Meat, especially processed meat, has had quite a bad press lately, especially in connection to heart health.
This has led to a huge spike in vegetarian substitutes such as veggie burgers, sausages, patties etc.
The problem is that these veggie alternatives are often heavily processed, sparking doubts that they’re any healthier than real meat—or even if they’re unhealthier.
This led researchers from Stanford University to conduct a head-on study published in the Journal of Clinical Nutrition: veggie burgers vs meat.
They asked 36 adults to participate in the study. Their average age was 50, their average body mass index was 28 kg/m2 (with some of them being normal weight and others obese), and 67 of them being women while 69 percent were white.
They were all assigned either to a red meat diet or to a meat substitute diet for 8 weeks, after which the groups swapped and the former meat eaters switched to meat substitutes while the former substitute eaters switched to meat for another 8 weeks.
During both these diets, the participants ate at least two servings of meat or meat substitute per day while keeping their consumption of other foods and beverages as similar as possible between the two diets.
When the researchers tested a chemical called trimethylamine N-oxide, or TMAO, they found lower levels in the meat substitute eaters than in the meat eaters.
TMAO has recently emerged as a primary marker for heart disease, with it occurring in the bodies of the majority of people with the condition.
In fact, it was a bit more complex than this.
Those who switched from red meat to substitutes after 8 weeks displayed a decline in TMAO, but those who switched from substitute to red meat showed no increase in TMAO.
This led the researchers to conclude that there was probably a type of gut bacteria that helped to produce TMAO, a type that flourished in people who eat red meat.

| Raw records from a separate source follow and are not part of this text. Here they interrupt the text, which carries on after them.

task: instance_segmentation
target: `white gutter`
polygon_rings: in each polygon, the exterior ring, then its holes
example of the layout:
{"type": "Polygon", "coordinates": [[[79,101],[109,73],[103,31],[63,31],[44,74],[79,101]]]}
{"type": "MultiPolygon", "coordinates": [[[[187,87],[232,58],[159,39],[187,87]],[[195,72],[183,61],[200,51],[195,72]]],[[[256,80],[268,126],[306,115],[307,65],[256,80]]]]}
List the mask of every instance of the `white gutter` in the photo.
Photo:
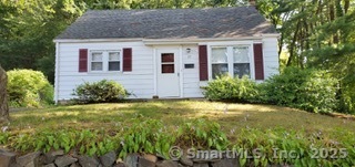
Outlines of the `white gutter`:
{"type": "Polygon", "coordinates": [[[213,41],[241,41],[241,40],[261,40],[263,38],[278,38],[278,33],[255,34],[253,36],[235,36],[235,38],[184,38],[184,39],[57,39],[53,42],[67,43],[84,43],[84,42],[138,42],[142,41],[148,45],[153,44],[196,44],[201,42],[213,41]]]}

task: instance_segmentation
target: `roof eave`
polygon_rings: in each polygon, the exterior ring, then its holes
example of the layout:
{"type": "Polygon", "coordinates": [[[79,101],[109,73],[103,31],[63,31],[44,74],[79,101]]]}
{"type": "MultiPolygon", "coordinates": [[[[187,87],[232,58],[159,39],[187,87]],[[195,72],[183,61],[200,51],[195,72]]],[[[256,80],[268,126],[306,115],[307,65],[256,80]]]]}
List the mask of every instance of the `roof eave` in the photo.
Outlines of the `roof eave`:
{"type": "Polygon", "coordinates": [[[280,38],[280,33],[263,33],[256,34],[253,36],[233,36],[233,38],[182,38],[182,39],[54,39],[53,42],[63,42],[63,43],[84,43],[84,42],[136,42],[142,41],[145,44],[159,44],[159,43],[169,43],[169,44],[180,44],[180,43],[199,43],[203,41],[240,41],[240,40],[261,40],[263,38],[280,38]]]}

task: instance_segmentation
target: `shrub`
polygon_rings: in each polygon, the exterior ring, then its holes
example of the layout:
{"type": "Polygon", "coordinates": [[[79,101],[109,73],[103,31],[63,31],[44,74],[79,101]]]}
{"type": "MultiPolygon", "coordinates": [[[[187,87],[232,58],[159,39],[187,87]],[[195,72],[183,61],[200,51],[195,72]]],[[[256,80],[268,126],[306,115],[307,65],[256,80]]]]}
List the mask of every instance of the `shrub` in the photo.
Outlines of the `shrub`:
{"type": "Polygon", "coordinates": [[[247,76],[233,79],[223,75],[209,83],[204,95],[212,101],[253,102],[257,96],[257,87],[247,76]]]}
{"type": "Polygon", "coordinates": [[[129,95],[124,87],[114,82],[102,80],[99,82],[85,82],[79,85],[73,95],[82,103],[116,102],[129,95]]]}
{"type": "Polygon", "coordinates": [[[42,72],[12,70],[8,76],[10,106],[39,107],[53,103],[53,86],[42,72]]]}
{"type": "Polygon", "coordinates": [[[260,85],[261,102],[314,113],[337,107],[337,81],[325,71],[287,67],[260,85]]]}

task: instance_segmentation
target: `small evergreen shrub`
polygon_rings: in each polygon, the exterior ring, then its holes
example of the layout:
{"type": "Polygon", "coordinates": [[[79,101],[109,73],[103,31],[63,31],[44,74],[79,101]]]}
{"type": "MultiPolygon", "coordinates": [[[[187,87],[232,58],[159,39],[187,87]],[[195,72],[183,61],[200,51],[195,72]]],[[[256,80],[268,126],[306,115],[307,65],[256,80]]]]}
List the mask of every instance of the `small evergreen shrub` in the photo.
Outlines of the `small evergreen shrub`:
{"type": "Polygon", "coordinates": [[[257,85],[247,76],[217,76],[205,87],[204,96],[211,101],[254,102],[257,96],[257,85]]]}
{"type": "Polygon", "coordinates": [[[53,86],[39,71],[9,71],[8,93],[10,106],[39,107],[53,103],[53,86]]]}
{"type": "Polygon", "coordinates": [[[85,82],[79,85],[73,95],[81,103],[118,102],[129,95],[124,87],[114,82],[102,80],[99,82],[85,82]]]}
{"type": "Polygon", "coordinates": [[[331,113],[338,106],[337,81],[325,71],[287,67],[260,85],[260,101],[314,113],[331,113]]]}

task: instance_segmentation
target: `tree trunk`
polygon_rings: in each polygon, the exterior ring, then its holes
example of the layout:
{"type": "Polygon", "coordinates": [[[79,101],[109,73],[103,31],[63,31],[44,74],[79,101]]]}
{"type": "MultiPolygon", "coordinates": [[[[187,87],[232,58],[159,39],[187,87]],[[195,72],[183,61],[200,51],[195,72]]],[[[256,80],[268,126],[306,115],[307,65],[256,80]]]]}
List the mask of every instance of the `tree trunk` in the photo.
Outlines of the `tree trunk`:
{"type": "Polygon", "coordinates": [[[0,65],[0,123],[9,121],[7,84],[7,72],[0,65]]]}

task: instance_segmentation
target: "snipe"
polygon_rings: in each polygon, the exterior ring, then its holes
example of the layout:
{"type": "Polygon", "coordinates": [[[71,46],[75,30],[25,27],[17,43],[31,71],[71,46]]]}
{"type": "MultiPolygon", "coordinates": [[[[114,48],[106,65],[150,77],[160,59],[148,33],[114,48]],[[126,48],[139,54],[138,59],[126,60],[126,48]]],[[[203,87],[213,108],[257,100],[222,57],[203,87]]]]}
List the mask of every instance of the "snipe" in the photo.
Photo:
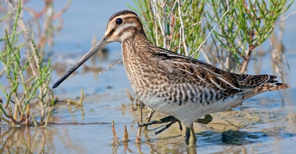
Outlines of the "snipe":
{"type": "Polygon", "coordinates": [[[262,92],[290,87],[275,80],[275,76],[235,74],[156,46],[147,39],[137,14],[126,10],[111,17],[103,38],[53,88],[107,43],[115,41],[121,43],[126,74],[139,100],[173,119],[165,122],[183,122],[186,142],[190,134],[192,143],[196,142],[193,122],[201,117],[226,111],[262,92]]]}

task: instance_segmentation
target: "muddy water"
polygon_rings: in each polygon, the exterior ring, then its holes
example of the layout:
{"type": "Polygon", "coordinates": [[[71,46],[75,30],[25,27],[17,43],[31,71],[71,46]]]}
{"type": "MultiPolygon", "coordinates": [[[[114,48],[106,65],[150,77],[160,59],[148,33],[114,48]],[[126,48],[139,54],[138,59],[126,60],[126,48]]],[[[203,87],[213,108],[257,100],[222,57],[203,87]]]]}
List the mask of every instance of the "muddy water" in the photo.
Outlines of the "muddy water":
{"type": "MultiPolygon", "coordinates": [[[[75,62],[90,47],[92,35],[102,35],[109,17],[114,12],[126,9],[126,3],[131,3],[117,2],[113,6],[114,2],[112,1],[95,4],[97,1],[92,1],[92,3],[85,4],[82,4],[83,1],[74,1],[65,15],[64,29],[56,36],[55,45],[52,49],[52,56],[57,61],[62,60],[70,65],[75,62]],[[88,5],[91,7],[89,8],[93,9],[83,9],[80,7],[82,4],[88,5]],[[98,9],[99,7],[102,9],[98,9]],[[114,9],[107,10],[104,8],[114,9]],[[79,22],[78,19],[80,19],[79,22]],[[94,24],[82,24],[90,21],[94,24]],[[78,29],[77,27],[81,28],[78,29]]],[[[57,1],[57,9],[58,4],[60,3],[62,6],[63,2],[57,1]]],[[[29,4],[33,6],[38,5],[29,4]]],[[[286,82],[293,88],[285,91],[263,93],[231,111],[213,114],[213,120],[208,124],[194,124],[197,139],[196,147],[187,148],[184,143],[184,130],[181,131],[176,124],[157,135],[154,132],[164,125],[148,127],[149,130],[142,133],[142,143],[137,145],[134,143],[138,129],[135,119],[139,113],[131,109],[125,89],[127,88],[130,91],[132,90],[120,63],[99,75],[93,71],[86,71],[83,67],[55,90],[61,99],[75,99],[79,95],[81,88],[86,94],[82,107],[59,104],[52,108],[50,121],[61,124],[49,124],[46,129],[33,127],[12,129],[2,124],[0,130],[0,153],[295,153],[296,103],[294,94],[296,91],[294,87],[296,86],[296,82],[293,77],[296,73],[293,66],[296,65],[296,45],[292,34],[294,30],[293,25],[289,23],[295,19],[294,17],[287,21],[284,41],[287,48],[285,54],[292,66],[286,82]],[[124,108],[121,107],[123,102],[124,108]],[[128,144],[120,142],[119,145],[111,145],[112,119],[115,121],[115,131],[120,140],[122,139],[124,125],[126,125],[130,140],[128,144]],[[67,123],[73,122],[77,124],[67,123]],[[103,123],[93,123],[96,122],[103,123]],[[228,132],[223,133],[226,131],[228,132]]],[[[108,47],[110,51],[109,58],[96,65],[104,68],[120,58],[115,56],[120,54],[120,44],[115,43],[108,47]]],[[[266,48],[268,49],[268,47],[266,48]]],[[[254,66],[258,64],[251,62],[249,72],[273,74],[270,56],[268,55],[258,59],[263,62],[262,67],[256,67],[255,71],[254,66]]],[[[90,66],[90,64],[88,62],[86,65],[90,66]]],[[[54,73],[52,85],[63,73],[54,73]]],[[[33,109],[34,113],[38,112],[38,109],[33,109]]],[[[144,111],[143,116],[146,117],[149,111],[144,111]]],[[[35,116],[38,117],[36,114],[35,116]]],[[[157,112],[155,115],[153,119],[165,116],[157,112]]]]}

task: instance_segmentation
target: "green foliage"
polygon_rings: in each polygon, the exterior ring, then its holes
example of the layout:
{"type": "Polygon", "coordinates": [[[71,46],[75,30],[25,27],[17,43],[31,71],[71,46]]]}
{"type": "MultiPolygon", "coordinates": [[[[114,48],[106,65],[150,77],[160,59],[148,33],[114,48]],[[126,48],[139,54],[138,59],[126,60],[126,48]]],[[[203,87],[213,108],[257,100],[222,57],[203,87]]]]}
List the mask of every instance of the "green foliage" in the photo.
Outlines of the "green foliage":
{"type": "MultiPolygon", "coordinates": [[[[21,2],[20,0],[19,4],[21,2]]],[[[45,107],[47,103],[44,99],[50,90],[48,84],[53,68],[50,67],[50,58],[47,63],[40,58],[33,40],[30,42],[16,44],[18,35],[22,32],[16,32],[20,10],[21,5],[19,5],[12,34],[9,35],[5,30],[4,39],[1,40],[6,42],[6,49],[0,52],[0,61],[4,66],[6,77],[9,85],[9,87],[4,88],[0,83],[0,87],[6,100],[5,105],[4,104],[0,104],[0,118],[12,125],[22,124],[22,122],[28,120],[30,108],[28,105],[32,100],[38,99],[45,107]],[[31,43],[30,45],[35,47],[35,51],[32,51],[30,55],[28,52],[27,57],[23,57],[21,56],[20,51],[26,43],[31,43]],[[23,60],[25,60],[24,63],[22,62],[23,60]],[[22,88],[23,90],[20,92],[22,88]],[[12,102],[15,104],[13,112],[13,106],[11,105],[12,102]],[[25,116],[26,114],[27,116],[25,116]],[[17,120],[18,114],[19,119],[17,120]]],[[[5,17],[11,14],[9,14],[5,17]]]]}
{"type": "MultiPolygon", "coordinates": [[[[223,18],[222,15],[227,9],[225,0],[134,0],[134,2],[137,8],[130,7],[140,16],[150,40],[156,45],[163,46],[164,37],[161,32],[165,22],[165,37],[168,39],[166,46],[173,51],[186,55],[185,46],[182,45],[181,34],[182,20],[188,55],[195,58],[200,53],[198,52],[200,45],[218,25],[207,44],[215,47],[216,53],[209,51],[205,52],[204,55],[212,55],[214,57],[212,59],[222,68],[229,70],[231,68],[225,65],[230,65],[226,62],[227,60],[233,59],[235,67],[244,72],[252,50],[269,38],[277,19],[289,8],[293,1],[289,3],[286,0],[229,1],[230,10],[223,18]],[[164,15],[167,17],[163,17],[164,15]],[[205,18],[207,21],[202,22],[202,25],[200,24],[205,18]]],[[[213,50],[212,47],[210,48],[213,50]]]]}

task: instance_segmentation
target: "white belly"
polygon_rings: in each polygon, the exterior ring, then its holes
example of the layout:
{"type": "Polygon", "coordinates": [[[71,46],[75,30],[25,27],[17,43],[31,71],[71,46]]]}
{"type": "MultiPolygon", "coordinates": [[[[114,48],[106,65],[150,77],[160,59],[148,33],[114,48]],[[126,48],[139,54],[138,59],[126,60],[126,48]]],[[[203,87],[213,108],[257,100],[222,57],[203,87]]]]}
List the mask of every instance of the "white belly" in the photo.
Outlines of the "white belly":
{"type": "Polygon", "coordinates": [[[192,122],[208,114],[226,111],[240,104],[244,100],[241,95],[235,95],[221,99],[207,105],[189,102],[185,105],[178,105],[175,103],[164,101],[160,98],[151,97],[142,100],[143,102],[151,109],[160,112],[173,116],[189,127],[192,122]]]}

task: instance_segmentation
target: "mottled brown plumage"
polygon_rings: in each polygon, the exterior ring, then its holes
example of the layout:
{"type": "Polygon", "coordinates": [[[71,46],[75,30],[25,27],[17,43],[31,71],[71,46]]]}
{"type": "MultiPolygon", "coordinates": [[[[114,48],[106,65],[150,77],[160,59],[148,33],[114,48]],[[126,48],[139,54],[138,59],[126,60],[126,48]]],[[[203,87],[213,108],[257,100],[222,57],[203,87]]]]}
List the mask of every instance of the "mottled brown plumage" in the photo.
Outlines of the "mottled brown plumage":
{"type": "Polygon", "coordinates": [[[114,41],[121,43],[126,74],[139,99],[188,127],[201,117],[226,111],[260,93],[290,87],[277,83],[274,76],[233,73],[157,47],[147,39],[136,14],[124,10],[111,17],[103,38],[54,87],[94,53],[114,41]]]}

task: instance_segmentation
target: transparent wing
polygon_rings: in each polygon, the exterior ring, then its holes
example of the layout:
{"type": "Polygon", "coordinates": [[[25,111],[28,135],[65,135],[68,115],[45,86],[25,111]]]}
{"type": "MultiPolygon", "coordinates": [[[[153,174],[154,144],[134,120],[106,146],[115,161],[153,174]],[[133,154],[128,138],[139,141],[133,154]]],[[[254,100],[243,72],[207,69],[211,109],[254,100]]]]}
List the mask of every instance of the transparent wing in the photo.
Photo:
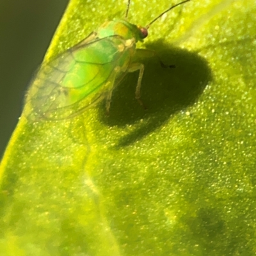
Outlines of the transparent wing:
{"type": "Polygon", "coordinates": [[[27,116],[33,119],[73,116],[106,96],[108,79],[116,67],[125,72],[131,54],[122,37],[90,36],[90,40],[87,38],[42,65],[27,93],[27,116]]]}

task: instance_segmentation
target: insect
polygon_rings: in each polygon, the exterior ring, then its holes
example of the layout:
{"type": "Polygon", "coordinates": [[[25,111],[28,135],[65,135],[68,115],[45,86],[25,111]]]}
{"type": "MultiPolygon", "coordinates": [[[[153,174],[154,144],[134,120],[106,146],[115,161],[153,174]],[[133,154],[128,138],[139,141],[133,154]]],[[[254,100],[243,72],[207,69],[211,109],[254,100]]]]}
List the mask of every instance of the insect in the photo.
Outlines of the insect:
{"type": "Polygon", "coordinates": [[[125,19],[106,22],[77,45],[43,63],[27,93],[25,109],[33,118],[65,119],[106,99],[109,112],[113,89],[127,73],[135,71],[139,72],[135,96],[142,105],[144,65],[133,59],[140,51],[147,50],[136,49],[136,43],[143,42],[149,27],[164,13],[189,1],[171,6],[140,27],[127,20],[129,0],[125,19]]]}

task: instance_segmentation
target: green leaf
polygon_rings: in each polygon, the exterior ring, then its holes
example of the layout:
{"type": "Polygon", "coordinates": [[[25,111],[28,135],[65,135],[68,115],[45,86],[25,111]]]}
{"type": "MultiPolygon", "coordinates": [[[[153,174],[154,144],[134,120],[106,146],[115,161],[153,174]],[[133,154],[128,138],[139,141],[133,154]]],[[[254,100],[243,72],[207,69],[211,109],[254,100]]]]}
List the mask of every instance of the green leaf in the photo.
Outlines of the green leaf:
{"type": "MultiPolygon", "coordinates": [[[[169,1],[132,1],[147,25],[169,1]]],[[[73,0],[47,58],[125,6],[73,0]]],[[[0,254],[252,255],[256,252],[256,6],[191,1],[156,22],[138,74],[76,118],[21,116],[0,167],[0,254]],[[200,3],[202,2],[202,3],[200,3]]]]}

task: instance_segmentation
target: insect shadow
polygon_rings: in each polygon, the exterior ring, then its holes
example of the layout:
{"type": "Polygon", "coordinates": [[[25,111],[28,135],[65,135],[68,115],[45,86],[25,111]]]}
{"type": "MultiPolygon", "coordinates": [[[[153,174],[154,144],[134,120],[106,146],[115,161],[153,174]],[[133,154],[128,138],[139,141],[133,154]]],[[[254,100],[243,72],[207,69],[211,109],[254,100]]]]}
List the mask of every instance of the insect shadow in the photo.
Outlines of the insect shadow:
{"type": "Polygon", "coordinates": [[[206,85],[212,79],[207,61],[196,53],[174,47],[159,40],[147,44],[157,52],[166,65],[163,68],[158,58],[141,60],[145,72],[141,84],[141,100],[145,110],[135,99],[138,72],[127,74],[115,89],[110,115],[100,108],[102,121],[109,126],[135,125],[138,128],[120,138],[115,147],[129,145],[163,125],[176,113],[193,104],[206,85]],[[147,120],[147,122],[140,120],[147,120]]]}

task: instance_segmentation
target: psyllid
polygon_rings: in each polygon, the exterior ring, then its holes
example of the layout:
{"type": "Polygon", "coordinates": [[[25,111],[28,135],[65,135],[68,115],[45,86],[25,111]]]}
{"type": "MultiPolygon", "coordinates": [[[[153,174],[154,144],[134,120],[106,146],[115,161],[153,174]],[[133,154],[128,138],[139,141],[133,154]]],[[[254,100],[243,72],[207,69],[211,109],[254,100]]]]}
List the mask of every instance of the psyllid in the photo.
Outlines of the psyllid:
{"type": "Polygon", "coordinates": [[[134,60],[141,52],[151,56],[154,52],[136,49],[136,43],[143,42],[150,26],[164,14],[189,1],[170,7],[141,27],[127,20],[129,0],[125,19],[104,22],[76,45],[42,63],[29,88],[25,109],[33,119],[65,119],[105,99],[108,113],[113,89],[128,72],[136,71],[135,97],[142,105],[144,65],[134,60]]]}

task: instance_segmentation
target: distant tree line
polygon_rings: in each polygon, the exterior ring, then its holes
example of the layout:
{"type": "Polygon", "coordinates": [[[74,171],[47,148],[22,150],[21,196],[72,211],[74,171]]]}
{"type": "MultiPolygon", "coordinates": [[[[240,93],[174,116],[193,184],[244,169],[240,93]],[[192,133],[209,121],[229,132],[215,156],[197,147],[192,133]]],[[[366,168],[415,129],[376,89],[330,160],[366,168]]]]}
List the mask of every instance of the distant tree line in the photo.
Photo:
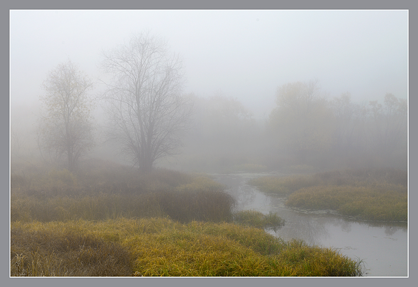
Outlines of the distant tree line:
{"type": "MultiPolygon", "coordinates": [[[[391,94],[382,103],[355,103],[349,93],[327,97],[317,80],[288,83],[277,87],[276,106],[262,122],[237,98],[183,94],[181,58],[149,32],[101,56],[107,88],[96,96],[106,112],[105,140],[144,172],[182,152],[214,166],[406,168],[408,103],[391,94]]],[[[70,60],[47,75],[36,131],[45,161],[73,171],[93,151],[93,86],[70,60]]],[[[24,142],[16,130],[11,134],[19,155],[24,142]]]]}

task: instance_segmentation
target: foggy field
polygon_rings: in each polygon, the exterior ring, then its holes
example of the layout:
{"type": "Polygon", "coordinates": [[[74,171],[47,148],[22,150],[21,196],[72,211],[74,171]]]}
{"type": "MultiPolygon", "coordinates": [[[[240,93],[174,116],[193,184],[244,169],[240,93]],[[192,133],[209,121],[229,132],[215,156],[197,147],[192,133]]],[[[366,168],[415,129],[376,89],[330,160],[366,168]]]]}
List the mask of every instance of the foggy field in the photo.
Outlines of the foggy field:
{"type": "Polygon", "coordinates": [[[269,193],[290,194],[286,205],[330,209],[363,220],[408,221],[408,173],[394,169],[267,177],[250,184],[269,193]]]}
{"type": "Polygon", "coordinates": [[[404,275],[408,13],[11,9],[11,276],[404,275]]]}
{"type": "Polygon", "coordinates": [[[202,174],[112,166],[11,183],[12,276],[361,274],[360,261],[336,250],[268,234],[284,221],[235,212],[224,187],[202,174]]]}

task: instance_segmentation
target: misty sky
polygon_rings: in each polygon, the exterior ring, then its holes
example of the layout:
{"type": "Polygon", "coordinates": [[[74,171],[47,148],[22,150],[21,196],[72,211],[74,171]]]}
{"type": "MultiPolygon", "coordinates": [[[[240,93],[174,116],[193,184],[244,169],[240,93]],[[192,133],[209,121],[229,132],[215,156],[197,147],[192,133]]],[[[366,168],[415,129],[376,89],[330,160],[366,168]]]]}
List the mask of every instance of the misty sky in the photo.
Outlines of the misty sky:
{"type": "Polygon", "coordinates": [[[38,101],[70,59],[92,78],[99,53],[150,30],[184,59],[185,93],[236,97],[257,118],[278,86],[319,80],[356,101],[408,93],[407,10],[11,10],[10,99],[38,101]]]}

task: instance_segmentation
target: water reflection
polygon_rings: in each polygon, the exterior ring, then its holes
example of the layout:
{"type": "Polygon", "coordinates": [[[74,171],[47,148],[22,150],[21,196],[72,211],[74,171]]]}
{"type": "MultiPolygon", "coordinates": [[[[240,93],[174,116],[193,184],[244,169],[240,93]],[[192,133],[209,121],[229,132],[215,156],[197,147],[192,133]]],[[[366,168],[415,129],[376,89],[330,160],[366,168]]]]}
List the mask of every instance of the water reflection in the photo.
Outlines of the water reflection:
{"type": "Polygon", "coordinates": [[[285,240],[298,238],[309,244],[337,249],[364,260],[365,276],[407,276],[408,223],[361,221],[331,210],[312,211],[286,206],[286,198],[266,195],[246,184],[251,178],[278,173],[213,175],[228,187],[239,210],[275,212],[285,221],[279,230],[268,232],[285,240]]]}

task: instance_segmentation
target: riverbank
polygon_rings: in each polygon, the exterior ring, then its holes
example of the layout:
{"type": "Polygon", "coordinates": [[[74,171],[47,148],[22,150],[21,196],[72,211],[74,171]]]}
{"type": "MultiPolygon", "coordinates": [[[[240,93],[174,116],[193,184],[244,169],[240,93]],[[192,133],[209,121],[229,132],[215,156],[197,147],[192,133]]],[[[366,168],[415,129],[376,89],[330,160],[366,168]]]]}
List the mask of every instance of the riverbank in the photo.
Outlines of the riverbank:
{"type": "Polygon", "coordinates": [[[363,220],[408,221],[408,173],[393,169],[351,169],[253,179],[267,193],[288,195],[286,205],[332,210],[363,220]]]}
{"type": "Polygon", "coordinates": [[[264,229],[204,175],[123,169],[12,175],[12,276],[353,276],[362,261],[264,229]]]}

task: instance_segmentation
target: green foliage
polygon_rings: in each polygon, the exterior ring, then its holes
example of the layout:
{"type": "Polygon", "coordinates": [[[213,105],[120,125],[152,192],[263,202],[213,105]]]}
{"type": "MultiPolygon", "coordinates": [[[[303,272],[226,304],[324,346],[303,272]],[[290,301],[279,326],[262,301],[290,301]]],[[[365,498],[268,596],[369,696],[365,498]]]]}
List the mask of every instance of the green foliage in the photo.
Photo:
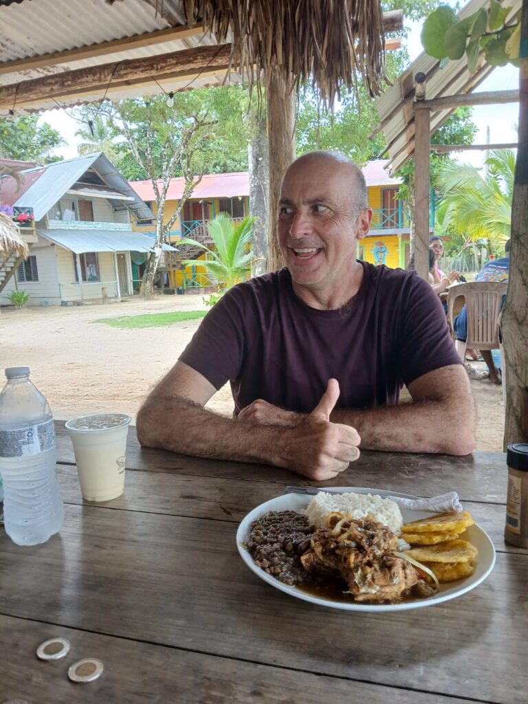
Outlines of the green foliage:
{"type": "Polygon", "coordinates": [[[91,322],[102,322],[111,327],[122,330],[137,329],[142,327],[162,327],[184,320],[196,320],[203,318],[205,310],[180,310],[176,313],[147,313],[145,315],[122,315],[120,318],[103,318],[91,322]]]}
{"type": "Polygon", "coordinates": [[[481,8],[459,19],[451,7],[442,5],[425,20],[422,44],[430,56],[441,60],[459,59],[465,54],[470,73],[475,72],[482,51],[492,66],[518,66],[520,13],[510,17],[511,10],[511,6],[490,0],[487,9],[481,8]]]}
{"type": "MultiPolygon", "coordinates": [[[[256,220],[256,218],[244,218],[236,222],[225,213],[220,213],[207,223],[214,249],[190,239],[182,239],[178,244],[191,245],[205,252],[208,258],[200,264],[205,267],[209,279],[218,284],[220,290],[227,291],[251,273],[253,253],[250,241],[256,220]]],[[[196,263],[195,259],[182,262],[184,266],[196,263]]]]}
{"type": "Polygon", "coordinates": [[[210,294],[208,296],[202,296],[202,301],[208,308],[213,308],[213,306],[218,303],[220,299],[224,295],[224,291],[217,291],[214,294],[210,294]]]}
{"type": "Polygon", "coordinates": [[[0,119],[0,157],[38,163],[56,161],[53,149],[66,142],[47,122],[37,125],[38,120],[37,115],[0,119]]]}
{"type": "Polygon", "coordinates": [[[433,183],[441,194],[437,216],[445,232],[475,241],[487,239],[496,249],[510,237],[515,158],[510,149],[491,151],[487,172],[445,161],[433,183]]]}
{"type": "Polygon", "coordinates": [[[23,308],[30,300],[30,294],[27,291],[22,289],[20,291],[11,291],[7,294],[7,297],[11,305],[16,306],[18,308],[23,308]]]}

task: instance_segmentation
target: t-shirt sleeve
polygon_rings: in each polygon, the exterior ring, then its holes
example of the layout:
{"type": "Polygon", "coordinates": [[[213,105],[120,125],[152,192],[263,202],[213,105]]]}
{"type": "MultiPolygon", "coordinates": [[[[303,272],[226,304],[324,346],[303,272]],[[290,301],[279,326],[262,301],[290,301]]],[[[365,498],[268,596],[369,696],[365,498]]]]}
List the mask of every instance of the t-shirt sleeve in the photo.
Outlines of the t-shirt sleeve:
{"type": "Polygon", "coordinates": [[[428,372],[462,364],[440,299],[417,274],[404,284],[399,369],[406,386],[428,372]]]}
{"type": "Polygon", "coordinates": [[[225,293],[180,356],[218,390],[239,377],[246,353],[250,301],[240,287],[225,293]]]}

But by essentially making a group of their subjects vegetarian for the first 8 weeks of the study, they blocked their bodies’ ability to make TMAO.
The meat substitute eaters also dropped 10mg per deciliter of LDL or bad cholesterol, and they lost 2lb. Pretty good for only 8 weeks!
This means that, highly processed or not, meat substitutes have a better effect on heart health, cholesterol, and weight than red meat does.
But the finding regarding TMAO suggests that you might be able to get away with eating your red meat occasionally, as long as you stick to substitutes most of the time.